Wspomina też niektóre miasta, w których bywał. Np. “wyzwolony” Wiedeń, w którym bardzo szybko większa część lepszych usług i produktów, np. baseny czy lepsze hotele, stała się dostępna tylko dla członków partii. Przybliża także kulisy oddania Sudet Czechosłowackich Niemcom, oraz to, co się działo bezpośrednio po tym, np. radość Francuzów i wiarę w to, że ten czyn zapobiegnie wojnie…

Opowieść o wyprawie do Rumunii jest super ciekawa, natomiast latania tam ogólnie jest mało. To jakby wstęp tylko do tego, co będzie się działo w kolejnych częściach.

ŚWIT ZWYCIĘSTWA

W drugiej części Urbanowicz opisuje swoje ważniejsze wspomnienia z Bitwy o Anglię. Przytacza dość szczegółowe relacje z tego, jak właściwie wygląda lot bojowy, jakie mu towarzyszyły uczucia oraz fizyczne objawy ciągłego stresu i walki w powietrzu.

Te opowieści są niesamowite! Urbanowicz miał zdecydowanie talent pisarki, któremu dodatkowo towarzyszyła spostrzegawczość i pamięć do szczegółów, które z kolei umiejętnie wplatał we wszystkie historie.

Super ciekawy jest rozdział o wynalezieniu przez Niemcy rakiet V-1 i V-2. Autor opisuje, jak wpłynęły na losy wojny, oraz sugeruje, co mogłoby się stać, gdyby zostały opracowane nieco wcześniej, np. w roku 1940, a nie w 1944, jak to się ostatecznie stało. Możliwe, że losy wojny byłyby wtedy zupełnie inne.

Przy okazji podaje też wiele ciekawostek, o których nie miałam pojęcia, np. to, że w Luftwaffe podawali pilotom narkotyki, żeby zwiększyć ich sprawność bojową.

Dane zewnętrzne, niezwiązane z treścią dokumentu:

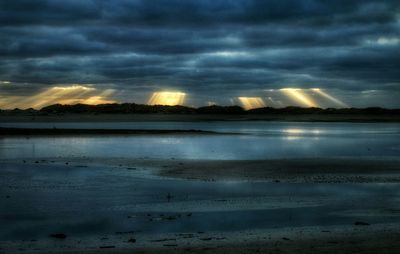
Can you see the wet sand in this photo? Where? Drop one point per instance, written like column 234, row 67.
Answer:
column 318, row 170
column 338, row 239
column 356, row 232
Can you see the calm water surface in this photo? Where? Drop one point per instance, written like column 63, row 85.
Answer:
column 256, row 140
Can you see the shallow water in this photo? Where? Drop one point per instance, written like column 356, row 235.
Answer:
column 37, row 200
column 257, row 140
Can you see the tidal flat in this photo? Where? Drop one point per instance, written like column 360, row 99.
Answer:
column 259, row 186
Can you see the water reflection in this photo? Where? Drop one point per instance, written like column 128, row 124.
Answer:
column 260, row 140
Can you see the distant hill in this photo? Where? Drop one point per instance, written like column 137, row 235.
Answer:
column 132, row 108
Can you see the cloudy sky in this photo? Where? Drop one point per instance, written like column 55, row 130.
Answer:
column 273, row 53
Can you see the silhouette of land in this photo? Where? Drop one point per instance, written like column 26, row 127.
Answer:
column 139, row 112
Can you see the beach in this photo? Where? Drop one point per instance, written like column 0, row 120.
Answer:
column 245, row 187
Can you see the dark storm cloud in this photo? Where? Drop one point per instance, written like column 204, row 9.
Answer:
column 218, row 46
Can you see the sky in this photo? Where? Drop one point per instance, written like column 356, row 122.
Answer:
column 342, row 53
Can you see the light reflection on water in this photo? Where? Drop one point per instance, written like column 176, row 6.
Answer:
column 260, row 140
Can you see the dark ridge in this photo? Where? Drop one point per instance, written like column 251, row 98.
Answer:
column 133, row 108
column 55, row 131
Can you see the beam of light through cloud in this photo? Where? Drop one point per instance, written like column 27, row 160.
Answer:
column 299, row 96
column 329, row 97
column 251, row 102
column 72, row 94
column 167, row 98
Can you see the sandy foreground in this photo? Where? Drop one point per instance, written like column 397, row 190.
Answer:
column 318, row 170
column 337, row 239
column 355, row 237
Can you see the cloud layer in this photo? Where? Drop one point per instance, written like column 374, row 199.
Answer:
column 211, row 50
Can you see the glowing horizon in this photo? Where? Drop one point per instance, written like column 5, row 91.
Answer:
column 252, row 102
column 329, row 97
column 167, row 98
column 72, row 94
column 299, row 96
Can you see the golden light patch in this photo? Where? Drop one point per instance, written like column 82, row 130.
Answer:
column 329, row 97
column 251, row 102
column 72, row 94
column 167, row 98
column 299, row 96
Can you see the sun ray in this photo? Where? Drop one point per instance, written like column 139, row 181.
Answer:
column 329, row 97
column 299, row 96
column 167, row 98
column 251, row 102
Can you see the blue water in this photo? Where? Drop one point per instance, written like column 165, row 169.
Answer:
column 256, row 140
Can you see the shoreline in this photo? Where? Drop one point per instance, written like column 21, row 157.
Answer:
column 198, row 118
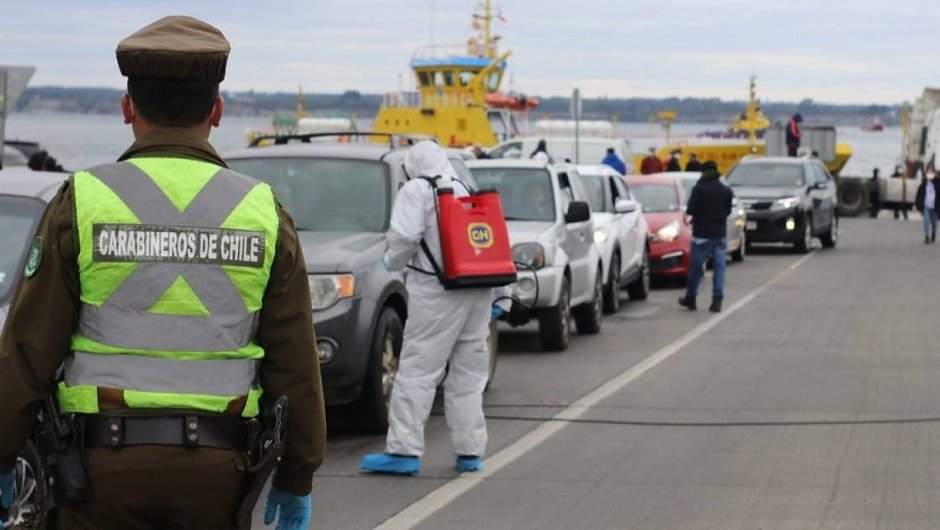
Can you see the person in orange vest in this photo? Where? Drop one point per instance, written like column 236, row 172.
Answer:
column 793, row 134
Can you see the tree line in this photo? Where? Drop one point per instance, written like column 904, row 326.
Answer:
column 691, row 110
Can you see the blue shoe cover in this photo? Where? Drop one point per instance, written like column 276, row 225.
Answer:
column 390, row 464
column 469, row 463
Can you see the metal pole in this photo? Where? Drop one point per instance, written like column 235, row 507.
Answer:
column 3, row 111
column 577, row 125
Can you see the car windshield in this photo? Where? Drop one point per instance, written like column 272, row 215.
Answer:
column 767, row 175
column 594, row 186
column 656, row 197
column 18, row 219
column 526, row 193
column 326, row 195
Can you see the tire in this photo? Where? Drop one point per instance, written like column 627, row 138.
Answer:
column 802, row 245
column 372, row 407
column 588, row 316
column 492, row 344
column 831, row 237
column 27, row 510
column 852, row 197
column 738, row 255
column 612, row 289
column 639, row 289
column 555, row 322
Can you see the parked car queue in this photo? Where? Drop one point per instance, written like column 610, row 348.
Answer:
column 583, row 234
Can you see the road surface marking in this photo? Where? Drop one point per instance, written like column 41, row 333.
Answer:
column 434, row 501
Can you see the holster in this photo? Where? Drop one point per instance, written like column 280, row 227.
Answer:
column 264, row 455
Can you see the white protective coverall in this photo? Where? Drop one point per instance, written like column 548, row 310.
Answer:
column 443, row 326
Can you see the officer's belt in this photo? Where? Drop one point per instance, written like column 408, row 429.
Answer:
column 178, row 431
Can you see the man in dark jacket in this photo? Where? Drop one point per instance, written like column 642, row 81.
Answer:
column 793, row 134
column 614, row 161
column 709, row 207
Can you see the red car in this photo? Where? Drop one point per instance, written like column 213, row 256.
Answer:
column 670, row 233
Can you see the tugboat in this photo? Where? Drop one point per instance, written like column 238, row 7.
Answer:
column 458, row 101
column 745, row 137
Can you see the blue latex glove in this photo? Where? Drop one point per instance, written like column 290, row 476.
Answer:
column 7, row 489
column 296, row 510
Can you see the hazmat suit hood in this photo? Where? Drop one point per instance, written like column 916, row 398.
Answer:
column 427, row 159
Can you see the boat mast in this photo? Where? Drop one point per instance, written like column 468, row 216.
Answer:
column 752, row 114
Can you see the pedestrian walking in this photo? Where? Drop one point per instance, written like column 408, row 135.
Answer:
column 927, row 204
column 709, row 207
column 672, row 163
column 794, row 134
column 651, row 163
column 541, row 153
column 614, row 161
column 445, row 329
column 173, row 293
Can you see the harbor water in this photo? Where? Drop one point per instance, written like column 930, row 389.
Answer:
column 80, row 141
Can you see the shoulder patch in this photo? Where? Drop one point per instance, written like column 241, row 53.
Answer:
column 33, row 258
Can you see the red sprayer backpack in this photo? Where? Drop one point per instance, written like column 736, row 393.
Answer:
column 475, row 246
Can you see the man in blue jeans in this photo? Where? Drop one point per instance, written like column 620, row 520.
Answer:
column 709, row 207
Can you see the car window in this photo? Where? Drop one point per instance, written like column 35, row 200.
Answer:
column 595, row 187
column 656, row 197
column 463, row 172
column 623, row 191
column 326, row 195
column 510, row 150
column 18, row 219
column 567, row 191
column 687, row 185
column 525, row 193
column 767, row 175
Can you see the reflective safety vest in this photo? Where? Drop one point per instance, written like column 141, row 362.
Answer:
column 174, row 258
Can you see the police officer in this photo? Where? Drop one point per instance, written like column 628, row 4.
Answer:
column 173, row 294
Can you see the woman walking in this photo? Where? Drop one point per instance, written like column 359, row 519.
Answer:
column 927, row 204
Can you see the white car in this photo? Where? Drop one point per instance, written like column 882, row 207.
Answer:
column 552, row 233
column 621, row 233
column 586, row 149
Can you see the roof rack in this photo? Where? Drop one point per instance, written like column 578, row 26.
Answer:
column 393, row 139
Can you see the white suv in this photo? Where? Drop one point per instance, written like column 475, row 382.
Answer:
column 552, row 234
column 621, row 233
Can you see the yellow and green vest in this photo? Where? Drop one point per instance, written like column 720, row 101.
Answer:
column 174, row 258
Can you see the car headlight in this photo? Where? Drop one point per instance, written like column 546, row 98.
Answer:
column 327, row 289
column 668, row 233
column 785, row 203
column 532, row 254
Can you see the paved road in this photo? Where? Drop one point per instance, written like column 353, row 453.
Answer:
column 806, row 404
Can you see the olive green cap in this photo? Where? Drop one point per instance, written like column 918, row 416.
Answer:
column 181, row 48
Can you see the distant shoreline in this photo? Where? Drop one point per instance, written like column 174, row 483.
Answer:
column 48, row 100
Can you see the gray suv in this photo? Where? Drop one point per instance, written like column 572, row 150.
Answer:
column 340, row 197
column 789, row 200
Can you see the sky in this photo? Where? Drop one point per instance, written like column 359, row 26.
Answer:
column 864, row 51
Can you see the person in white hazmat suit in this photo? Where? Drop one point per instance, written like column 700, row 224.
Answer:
column 446, row 329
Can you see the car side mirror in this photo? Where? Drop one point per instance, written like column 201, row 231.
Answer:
column 578, row 212
column 624, row 206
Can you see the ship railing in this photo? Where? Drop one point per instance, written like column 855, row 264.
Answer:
column 416, row 99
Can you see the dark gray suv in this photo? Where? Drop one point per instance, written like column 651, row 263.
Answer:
column 790, row 200
column 340, row 197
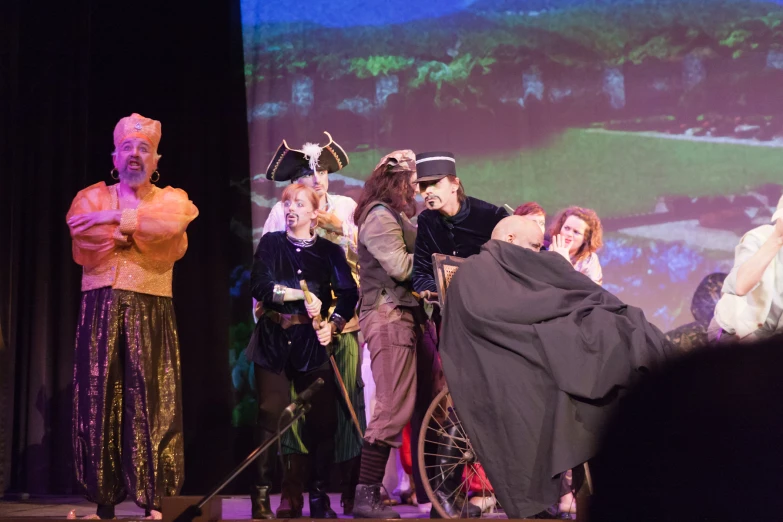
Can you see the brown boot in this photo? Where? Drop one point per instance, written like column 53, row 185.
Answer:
column 295, row 474
column 349, row 478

Urbanowicz uświadomił mi, że lotnictwo w II Wojnie Światowej odgrywało ogromną rolę. Wygrana lotników w Bitwie o Anglię wedle jego opinii przeważyła szalę wygranej w całej wojnie na stronę aliantów.

OGIEŃ NAD CHINAMI

Z mojej perspektywy Ogień nad Chinami, czyli trzecia część, jest tą najbardziej dopracowaną i najlepszą. Może dlatego, że była to właściwie pierwsza wydana książka Urbanowicza?

Składa się z krótkich opowieści związanych z bardzo różną tematyką. Jest tu trochę wspomnień bojowych, ale równie wiele autor pisze o samych Chinach – społeczeństwie, kulturze, wojnie z Japonią i samych Japończykach.

Każde opowiadanie dotyczy jednego, wybranego tematu. Sporo w nich rozważań, filozofii, zadawanych pytań. Po co wojna? Gdzie dążymy jako ludzkość? Dlaczego? Zadawał sobie też często pytania gdzie jest jego rola w tym wszystkim. Jaki jest sens jego udziału w wojnie? Widać, że ta książka była napisana pod wpływem dręczącego go niepokoju. Może rozliczał w niej swój udział w walkach?

Oprócz wspomnień z bitew powietrznych, przybliża też okoliczności wojny pomiędzy Japonią a USA. Opisuje akcję w Pearl Harbor, japoński styl prowadzenia wojny, np. szczegółowo omawia ich lotnicze oddziały kamikadze, z którymi walczył i z którymi miał sporo kłopotów, głównie dlatego, że mieli dużo lepsze samoloty. Urbanowicz na szczęście nadrabiał wylataniem, talentem i ogromnym doświadczeniem.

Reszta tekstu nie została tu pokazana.